Tradisi gereja merayakan minggu Epifani pada hari ke-12 setelah Natal. Tradisi ini  memperingati perjumpaan Yesus dengan para Majusi, yang telah menempuh perjalanan sedemikian jauhnya untuk mencari dan menjumpai Sang Terang itu.

Para Majusi adalah para kaum bijak, ahli filsafat, dan kaum intelektual yang dari negeri Timur yang punya kemampuan untuk membaca perbintangan. Kaum bijak ini melihat bintang besar yang menandai kelahiran Yesus dari negeri mereka. Hasrat untuk mencari tahu misteri bintang besar itu menuntun mereka kepada petualangan iman yang begitu jauh, penuh resiko, dan memakan waktu yang panjang.

Peziarahan iman tanpa kenal lelah dari para majusi membawa mereka dalam perjumpaan dengan Yesus. Mereka bertemu dengan Sang Raja itu, dan memberi persembahan yang mewakili harapan dan iman mereka. Para majusi yang terhormat itu menaklukan diri dengan bersujud kepada Yesus setelah melakukan peziarahan iman yang panjang. Pencarian akan kebenaran selama hidup mereka menemukan titik kulminasinya ketika mereka berjumpa dengan Sang Kebenaran itu sendiri.

III.
Hidup kita sebagai orang percaya adalah juga sebuah pengembaraan iman. Ada waktu dimana kita merasa kuat dan merasa amat mengenalNya. Namun ada waktu dimana kita merasa lemah dan merasa jauh dariNya. Ada banyak ketidakpastian dalam pengembaraan itu.

Pengembaraan itu bisa membawa kita kepada petualangan di jalan yang ‘tersesat’ dan ‘membingungkan’ kita, ketika kita kehilangan arah dalam kehidupan kita. Orang Majusi menatap kepada sang bintang sebagai petunjuk yang tidak mungkin salah dalam  mengarungi pengembaraan imannya itu. Meski mengikuti petunjuk itu berarti penuh resiko dan bahaya. Namun hasrat untuk mengerti dan memahami makna di balik bintang itu jauh lebih besar dibandingkan kesadaran akan bahaya dan kesulitan dalam masa pengembaraannya itu.

Peziarahan iman kita itu seumur hidup. Hasrat yang meluap-luap untuk selalu bertanya tentang Tuhan dan kehendakNya adalah sebuah hasrat yang memandu kita untuk menemukan iman yang sejati. Tidak jarang, kita harus melewati kesulitan dan kesukaran dalam pengembaraan iman yang panjang itu.

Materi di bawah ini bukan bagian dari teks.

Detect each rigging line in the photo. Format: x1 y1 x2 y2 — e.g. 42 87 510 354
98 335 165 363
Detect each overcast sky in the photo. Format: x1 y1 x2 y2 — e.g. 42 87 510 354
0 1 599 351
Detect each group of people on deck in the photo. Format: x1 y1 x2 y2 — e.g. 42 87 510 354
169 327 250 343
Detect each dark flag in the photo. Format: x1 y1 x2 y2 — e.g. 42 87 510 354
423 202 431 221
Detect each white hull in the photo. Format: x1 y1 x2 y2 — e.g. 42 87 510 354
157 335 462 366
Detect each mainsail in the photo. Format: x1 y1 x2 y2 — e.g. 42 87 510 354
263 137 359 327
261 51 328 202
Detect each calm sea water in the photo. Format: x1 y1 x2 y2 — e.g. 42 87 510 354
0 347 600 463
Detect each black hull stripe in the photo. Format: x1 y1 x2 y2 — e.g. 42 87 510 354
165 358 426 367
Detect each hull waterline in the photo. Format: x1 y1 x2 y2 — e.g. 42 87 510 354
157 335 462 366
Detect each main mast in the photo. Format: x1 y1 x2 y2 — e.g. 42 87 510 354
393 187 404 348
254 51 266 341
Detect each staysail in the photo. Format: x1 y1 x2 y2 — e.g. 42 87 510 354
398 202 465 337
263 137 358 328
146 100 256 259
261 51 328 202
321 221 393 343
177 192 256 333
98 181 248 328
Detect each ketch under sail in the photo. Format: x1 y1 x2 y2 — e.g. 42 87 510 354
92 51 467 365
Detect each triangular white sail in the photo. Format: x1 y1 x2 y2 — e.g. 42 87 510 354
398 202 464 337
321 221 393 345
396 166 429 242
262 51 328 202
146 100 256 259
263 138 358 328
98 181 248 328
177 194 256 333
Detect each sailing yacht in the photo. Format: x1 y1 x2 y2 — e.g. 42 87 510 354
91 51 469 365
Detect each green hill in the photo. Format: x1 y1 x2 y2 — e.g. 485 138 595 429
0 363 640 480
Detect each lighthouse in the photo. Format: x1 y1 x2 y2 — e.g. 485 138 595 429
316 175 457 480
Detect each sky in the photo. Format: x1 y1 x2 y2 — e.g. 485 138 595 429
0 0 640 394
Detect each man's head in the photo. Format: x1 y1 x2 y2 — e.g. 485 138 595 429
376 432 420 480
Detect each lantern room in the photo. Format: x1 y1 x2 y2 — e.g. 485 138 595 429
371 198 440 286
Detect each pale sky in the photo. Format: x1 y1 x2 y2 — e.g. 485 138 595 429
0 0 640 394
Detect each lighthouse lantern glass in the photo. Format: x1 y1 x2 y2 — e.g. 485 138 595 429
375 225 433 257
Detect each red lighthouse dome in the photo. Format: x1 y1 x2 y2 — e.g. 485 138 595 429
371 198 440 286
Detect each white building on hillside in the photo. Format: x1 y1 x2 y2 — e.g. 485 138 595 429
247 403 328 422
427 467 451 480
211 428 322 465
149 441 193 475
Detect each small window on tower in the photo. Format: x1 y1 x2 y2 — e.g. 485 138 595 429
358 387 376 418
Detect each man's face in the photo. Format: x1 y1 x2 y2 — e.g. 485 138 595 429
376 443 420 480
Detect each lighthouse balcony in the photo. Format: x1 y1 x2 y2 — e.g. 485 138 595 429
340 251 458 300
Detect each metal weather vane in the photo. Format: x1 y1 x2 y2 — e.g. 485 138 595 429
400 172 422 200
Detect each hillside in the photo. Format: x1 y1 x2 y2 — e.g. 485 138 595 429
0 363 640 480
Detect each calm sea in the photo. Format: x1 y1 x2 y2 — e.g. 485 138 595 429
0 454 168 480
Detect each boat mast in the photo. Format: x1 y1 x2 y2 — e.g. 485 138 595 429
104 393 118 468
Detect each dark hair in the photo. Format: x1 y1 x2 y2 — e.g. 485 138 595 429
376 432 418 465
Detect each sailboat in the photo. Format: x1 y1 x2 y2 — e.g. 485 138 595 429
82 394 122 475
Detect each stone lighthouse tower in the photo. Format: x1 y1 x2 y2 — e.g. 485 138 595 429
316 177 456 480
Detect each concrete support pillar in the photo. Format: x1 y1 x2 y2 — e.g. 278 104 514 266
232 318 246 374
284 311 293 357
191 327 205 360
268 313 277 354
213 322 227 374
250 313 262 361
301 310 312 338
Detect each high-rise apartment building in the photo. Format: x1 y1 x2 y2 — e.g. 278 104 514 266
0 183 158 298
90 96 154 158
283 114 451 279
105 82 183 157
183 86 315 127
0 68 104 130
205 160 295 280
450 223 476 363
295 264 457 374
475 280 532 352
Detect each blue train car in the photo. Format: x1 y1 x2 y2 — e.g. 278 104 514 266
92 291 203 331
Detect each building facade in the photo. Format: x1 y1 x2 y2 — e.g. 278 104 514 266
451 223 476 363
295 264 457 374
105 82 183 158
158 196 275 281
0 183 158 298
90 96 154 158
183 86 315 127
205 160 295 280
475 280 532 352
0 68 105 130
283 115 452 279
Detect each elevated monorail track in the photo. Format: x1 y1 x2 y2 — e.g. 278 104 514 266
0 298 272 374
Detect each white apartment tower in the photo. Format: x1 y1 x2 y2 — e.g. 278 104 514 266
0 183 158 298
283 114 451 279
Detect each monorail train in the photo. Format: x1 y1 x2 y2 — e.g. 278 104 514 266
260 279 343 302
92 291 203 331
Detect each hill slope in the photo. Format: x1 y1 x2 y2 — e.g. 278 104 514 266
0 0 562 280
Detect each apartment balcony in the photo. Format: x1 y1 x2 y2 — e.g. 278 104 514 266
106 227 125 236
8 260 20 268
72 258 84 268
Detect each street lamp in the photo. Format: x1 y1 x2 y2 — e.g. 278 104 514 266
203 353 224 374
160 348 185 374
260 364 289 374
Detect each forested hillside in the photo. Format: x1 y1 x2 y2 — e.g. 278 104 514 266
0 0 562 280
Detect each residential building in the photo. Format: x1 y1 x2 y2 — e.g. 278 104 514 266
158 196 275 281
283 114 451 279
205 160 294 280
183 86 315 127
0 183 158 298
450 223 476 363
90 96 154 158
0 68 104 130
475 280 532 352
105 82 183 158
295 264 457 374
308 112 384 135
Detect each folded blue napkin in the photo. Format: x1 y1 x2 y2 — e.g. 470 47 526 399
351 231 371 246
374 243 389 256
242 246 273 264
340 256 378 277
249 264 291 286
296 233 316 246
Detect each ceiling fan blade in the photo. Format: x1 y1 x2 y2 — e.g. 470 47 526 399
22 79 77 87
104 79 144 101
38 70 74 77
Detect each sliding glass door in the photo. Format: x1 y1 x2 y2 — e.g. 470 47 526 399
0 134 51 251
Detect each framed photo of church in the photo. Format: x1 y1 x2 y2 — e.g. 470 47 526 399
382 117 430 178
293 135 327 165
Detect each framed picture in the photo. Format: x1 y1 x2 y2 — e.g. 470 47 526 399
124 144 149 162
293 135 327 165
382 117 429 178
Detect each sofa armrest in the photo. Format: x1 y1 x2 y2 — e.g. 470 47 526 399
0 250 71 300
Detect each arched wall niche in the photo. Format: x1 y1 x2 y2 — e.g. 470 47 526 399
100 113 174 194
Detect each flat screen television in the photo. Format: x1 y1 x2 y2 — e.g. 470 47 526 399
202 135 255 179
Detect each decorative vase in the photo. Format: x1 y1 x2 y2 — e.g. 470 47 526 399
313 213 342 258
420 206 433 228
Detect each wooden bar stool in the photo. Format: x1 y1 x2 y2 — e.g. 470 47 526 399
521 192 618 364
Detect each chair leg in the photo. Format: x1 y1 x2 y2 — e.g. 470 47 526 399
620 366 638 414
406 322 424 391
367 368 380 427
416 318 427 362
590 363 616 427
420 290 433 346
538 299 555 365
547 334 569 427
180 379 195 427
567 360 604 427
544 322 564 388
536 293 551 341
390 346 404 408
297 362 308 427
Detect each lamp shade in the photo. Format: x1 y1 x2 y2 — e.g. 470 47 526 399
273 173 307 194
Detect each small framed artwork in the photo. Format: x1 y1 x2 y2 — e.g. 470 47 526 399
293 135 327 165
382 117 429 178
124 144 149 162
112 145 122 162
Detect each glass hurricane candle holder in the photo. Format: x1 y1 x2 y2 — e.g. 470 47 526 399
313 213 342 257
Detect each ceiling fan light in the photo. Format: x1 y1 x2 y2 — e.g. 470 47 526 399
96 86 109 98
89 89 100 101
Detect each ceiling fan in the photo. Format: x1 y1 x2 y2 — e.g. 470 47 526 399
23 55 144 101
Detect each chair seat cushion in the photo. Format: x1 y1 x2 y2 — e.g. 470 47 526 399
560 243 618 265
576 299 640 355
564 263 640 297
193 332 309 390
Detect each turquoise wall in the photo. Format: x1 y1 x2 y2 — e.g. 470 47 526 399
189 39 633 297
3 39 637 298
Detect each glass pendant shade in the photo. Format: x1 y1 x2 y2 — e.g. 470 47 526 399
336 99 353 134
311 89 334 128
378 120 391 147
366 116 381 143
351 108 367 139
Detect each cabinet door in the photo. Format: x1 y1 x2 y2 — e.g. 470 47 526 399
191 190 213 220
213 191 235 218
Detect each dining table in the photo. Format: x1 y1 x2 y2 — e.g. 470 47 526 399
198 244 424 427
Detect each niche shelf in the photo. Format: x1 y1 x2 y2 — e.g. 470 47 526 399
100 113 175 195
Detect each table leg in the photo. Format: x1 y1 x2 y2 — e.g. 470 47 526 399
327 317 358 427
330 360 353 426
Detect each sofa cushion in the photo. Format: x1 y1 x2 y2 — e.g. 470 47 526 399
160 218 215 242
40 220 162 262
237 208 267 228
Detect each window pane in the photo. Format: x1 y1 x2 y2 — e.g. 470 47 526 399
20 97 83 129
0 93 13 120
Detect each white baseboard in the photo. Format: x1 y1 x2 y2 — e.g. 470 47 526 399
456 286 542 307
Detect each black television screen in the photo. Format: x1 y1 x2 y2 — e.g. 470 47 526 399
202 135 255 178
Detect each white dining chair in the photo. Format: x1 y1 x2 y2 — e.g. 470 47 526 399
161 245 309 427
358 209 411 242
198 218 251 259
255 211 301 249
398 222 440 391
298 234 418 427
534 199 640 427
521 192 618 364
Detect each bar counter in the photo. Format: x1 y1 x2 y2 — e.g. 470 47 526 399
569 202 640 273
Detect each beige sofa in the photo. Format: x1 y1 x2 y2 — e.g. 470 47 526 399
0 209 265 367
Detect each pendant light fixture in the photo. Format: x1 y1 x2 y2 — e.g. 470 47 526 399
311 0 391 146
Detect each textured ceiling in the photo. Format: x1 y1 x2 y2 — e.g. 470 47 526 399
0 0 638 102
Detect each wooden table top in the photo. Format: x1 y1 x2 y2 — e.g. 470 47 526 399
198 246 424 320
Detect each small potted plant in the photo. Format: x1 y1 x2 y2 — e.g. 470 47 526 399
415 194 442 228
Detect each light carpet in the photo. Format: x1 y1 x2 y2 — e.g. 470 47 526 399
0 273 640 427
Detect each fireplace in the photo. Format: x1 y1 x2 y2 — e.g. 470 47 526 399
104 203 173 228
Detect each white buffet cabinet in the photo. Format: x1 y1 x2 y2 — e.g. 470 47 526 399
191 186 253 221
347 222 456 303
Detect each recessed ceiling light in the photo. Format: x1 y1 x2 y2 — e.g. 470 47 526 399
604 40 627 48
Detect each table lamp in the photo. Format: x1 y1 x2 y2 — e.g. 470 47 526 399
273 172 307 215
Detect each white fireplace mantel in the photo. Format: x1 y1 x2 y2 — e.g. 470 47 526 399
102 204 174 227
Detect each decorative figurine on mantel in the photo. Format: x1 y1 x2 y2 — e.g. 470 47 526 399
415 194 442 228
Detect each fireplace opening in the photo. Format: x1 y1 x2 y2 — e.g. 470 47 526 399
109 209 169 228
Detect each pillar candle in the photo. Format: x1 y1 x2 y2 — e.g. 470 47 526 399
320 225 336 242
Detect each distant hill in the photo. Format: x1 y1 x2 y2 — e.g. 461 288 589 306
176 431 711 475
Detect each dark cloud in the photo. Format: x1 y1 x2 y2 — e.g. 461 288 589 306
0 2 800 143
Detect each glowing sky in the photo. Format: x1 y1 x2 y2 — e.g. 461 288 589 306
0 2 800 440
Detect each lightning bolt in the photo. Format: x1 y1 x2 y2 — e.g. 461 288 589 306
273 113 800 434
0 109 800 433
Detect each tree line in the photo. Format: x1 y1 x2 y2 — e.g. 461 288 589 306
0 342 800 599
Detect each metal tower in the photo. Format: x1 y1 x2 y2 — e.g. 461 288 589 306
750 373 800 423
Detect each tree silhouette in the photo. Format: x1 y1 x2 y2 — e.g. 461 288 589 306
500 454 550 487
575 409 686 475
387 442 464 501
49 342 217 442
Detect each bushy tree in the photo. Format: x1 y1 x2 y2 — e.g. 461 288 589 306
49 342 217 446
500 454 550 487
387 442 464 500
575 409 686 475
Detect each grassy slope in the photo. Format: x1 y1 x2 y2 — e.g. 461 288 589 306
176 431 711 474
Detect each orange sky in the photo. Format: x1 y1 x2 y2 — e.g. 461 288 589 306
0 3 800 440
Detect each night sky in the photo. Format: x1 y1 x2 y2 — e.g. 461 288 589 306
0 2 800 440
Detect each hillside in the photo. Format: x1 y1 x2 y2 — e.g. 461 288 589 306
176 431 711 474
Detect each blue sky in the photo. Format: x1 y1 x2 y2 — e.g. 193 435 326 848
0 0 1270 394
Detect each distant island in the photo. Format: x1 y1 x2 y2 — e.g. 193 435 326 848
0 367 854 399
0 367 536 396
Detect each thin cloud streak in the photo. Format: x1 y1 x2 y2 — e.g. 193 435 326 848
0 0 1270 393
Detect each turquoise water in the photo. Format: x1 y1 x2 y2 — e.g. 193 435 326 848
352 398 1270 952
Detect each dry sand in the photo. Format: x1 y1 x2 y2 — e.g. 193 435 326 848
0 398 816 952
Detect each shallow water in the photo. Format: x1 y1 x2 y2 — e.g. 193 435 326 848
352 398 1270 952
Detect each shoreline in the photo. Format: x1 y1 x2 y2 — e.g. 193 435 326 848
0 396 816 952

Dalam situasi hidup yang pelik dan sulit, kita sering mempertanyakan ‘eksistensi’ (kehadiran) Tuhan. Itulah proses pengembaraan iman yang tersulit, meski itu sangat wajar dan alamiah dalam hidup kita. Iman Ayub mengembara dalam berbagai tragedi yang dialaminya. Ia bertanya dan sekaligus “menggugat” Tuhan.  ‘Apa salahku? Apa dosaku? Kenapa ini harus terjadi, bukankah aku hidup taat kepadaMu’. Namun gugatan Ayub diikuti dengan penaklukan diri kepada iman yang menuntunnya kepada Sang Khalik itu. Dan ia selamat dalam pengembaraan imannya itu.

Berbahagialah mereka yang berhadapan dengan kesulitan dalam pengembaraan imannya. Mereka akan memiliki iman yang sejati, utuh, kuat, dan tak tergoyahkan.